A New Year, a New Inspired and Love for Judaism
Just two Saturdays ago, I was lying in bed, so fed up with the fact that I could not drive to the beach because it was Shabbat. I could not go out shopping, I could not eat at a restaurant, I could not watch a movie.
I’ve been an Orthodox Jew for more than two years, but I was observant before I converted to Judaism in 2015. And I still have those temptations from my “past life,” before I discovered Judaism and observed Shabbat and ate kosher and studied Torah and prayed and did everything that comes with this lifestyle.
Even though I am observant, I’ve found that I can’t just “be” this way. I have to actually “do,” meaning I have to learn more, take on more, or else I will stall in my growth, and at some point, go backwards. It’s like I’m driving up a hill, and if I stop the car, it will go in reverse and I will be back to square one. But it’ll be much worse than square one from before I was observant, because I will know what it is like to be near the top of the hill. I will know what it is like to really be into Judaism, to love Shabbat, to feel holy. I can never go back to being an ignorant person who has never experienced this amazing beautiful lifestyle.
For the past few months, I have been going downhill because I stopped learning and felt so disconnected from other observant Jews. It started with the overall Orthodox support of Donald Trump, a man who cheated on his wives, sexually harassed and maybe even assaulted women, speaks before thinking, and chooses money and greed over kindness. I get that he has been, on the outside, good for the Jews because he is conservative and said he is going to move the embassy and freed an observant Jew from prison. But he is not a righteous person. He has bad morals that do not align with Judaism. I cannot get behind the Orthodox community’s support for him.
I’ve also eaten at high-end kosher restaurants, where I spend more than $100 on a meal, and get lousy service and barely any effort put into the food in return. We are treated badly because we chose to keep kosher, to be religious. I feel taken advantage of in these situations. Not only is the food and service terrible, but you get to pay double or triple for it. It’s shameful that restaurant owners feel they can get away with this.
I heard from more than one person in the Orthodox community that the Holocaust happened because of non-religious Jews. I was extremely disappointed one time, because it came from a person I highly respected and thought loved all Jews.
I also felt like I was in a bubble, one that is an echo chamber, and we don’t listen to opinions from people not in our Orthodox world. We are all speaking to each other, affirming one another’s beliefs and opinions, and not bothering to speak to non-religious Jews or liberals. We should love our fellow non-religious Jew, and even non-Jews, and treat everyone kindly, even if they are different from us. One article posed the question: If Sholom Rubashkin was a reform Jew, would Orthodox Jews care so much about him? Would we defend him? Probably not. That saddens me.

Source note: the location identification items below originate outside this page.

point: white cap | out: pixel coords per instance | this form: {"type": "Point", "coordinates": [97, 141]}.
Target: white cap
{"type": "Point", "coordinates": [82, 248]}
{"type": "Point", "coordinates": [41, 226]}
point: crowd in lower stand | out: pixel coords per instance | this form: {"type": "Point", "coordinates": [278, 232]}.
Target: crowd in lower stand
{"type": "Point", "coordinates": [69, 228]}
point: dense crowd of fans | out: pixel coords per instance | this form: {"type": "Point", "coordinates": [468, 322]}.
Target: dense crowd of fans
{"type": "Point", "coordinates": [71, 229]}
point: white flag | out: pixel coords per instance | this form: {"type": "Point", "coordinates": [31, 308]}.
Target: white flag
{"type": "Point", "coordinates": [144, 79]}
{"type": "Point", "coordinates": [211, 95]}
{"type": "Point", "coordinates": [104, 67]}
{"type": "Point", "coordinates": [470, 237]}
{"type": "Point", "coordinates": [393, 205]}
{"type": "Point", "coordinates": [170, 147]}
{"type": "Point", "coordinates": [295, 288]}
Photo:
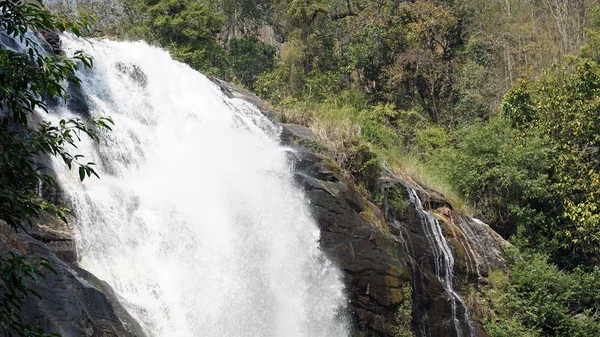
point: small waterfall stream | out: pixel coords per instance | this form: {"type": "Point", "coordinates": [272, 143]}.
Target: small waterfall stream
{"type": "Point", "coordinates": [444, 265]}
{"type": "Point", "coordinates": [196, 221]}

I got into Judaism because I saw that it could make me feel better and be a better person. Since I decided to convert, I have become much more at peace and happier. I have learned how to be grateful and part of a community. I have learned to stop worrying and trust in a higher power.
And then, all of those politics and negativity and human errors got in the way.
My wise husband Danny saw that I was getting more and more depressed over all of this, and he suggested that we press the reset button, and get back to those warm feelings. “I just want to feel like I did when I was in seminary in Jerusalem,” I told Danny. “How was that?” he asked. “At peace… holy… calm… like it all made sense.”
After the New Year, we decided to get back “on track” and try to find our place again. So far, it has been incredible.
We spent this past Shabbat with friends who are new to all of this, and they seemed to like it. It reminded me of my introduction to Judaism and how amazing it was.
I started learning with a teenage girl, because children and teens are typically more excited about Judaism and not as jaded as adults.
I went to a kosher restaurant that is also vegan and sustainable. This year, I’m trying to exercise kindness to animals and my body by only eating meat and chicken on Shabbat. I’m glad that I have a vegan place I can go to that is on the same wavelength as me.
Danny and I hung out with dear friends, a man and his wife, whom we aspire to be more like, because they are so friendly and peaceful. We were crying telling them about all our misgivings lately, and he said he also had a tough time a few years back. Then he realized that it’s not about whether or not his family is into Judaism, or his community, or anyone else. His connection to G-d was the one that mattered, the one he should be focused on.
I’ve been trying to think that way, and stop worrying about everyone else. Just focus on myself, my love of God, and get back to that pure place.
Happy 2018. I hope you have a spiritually fulfilling and uplifting year, and only continue to go up that hill.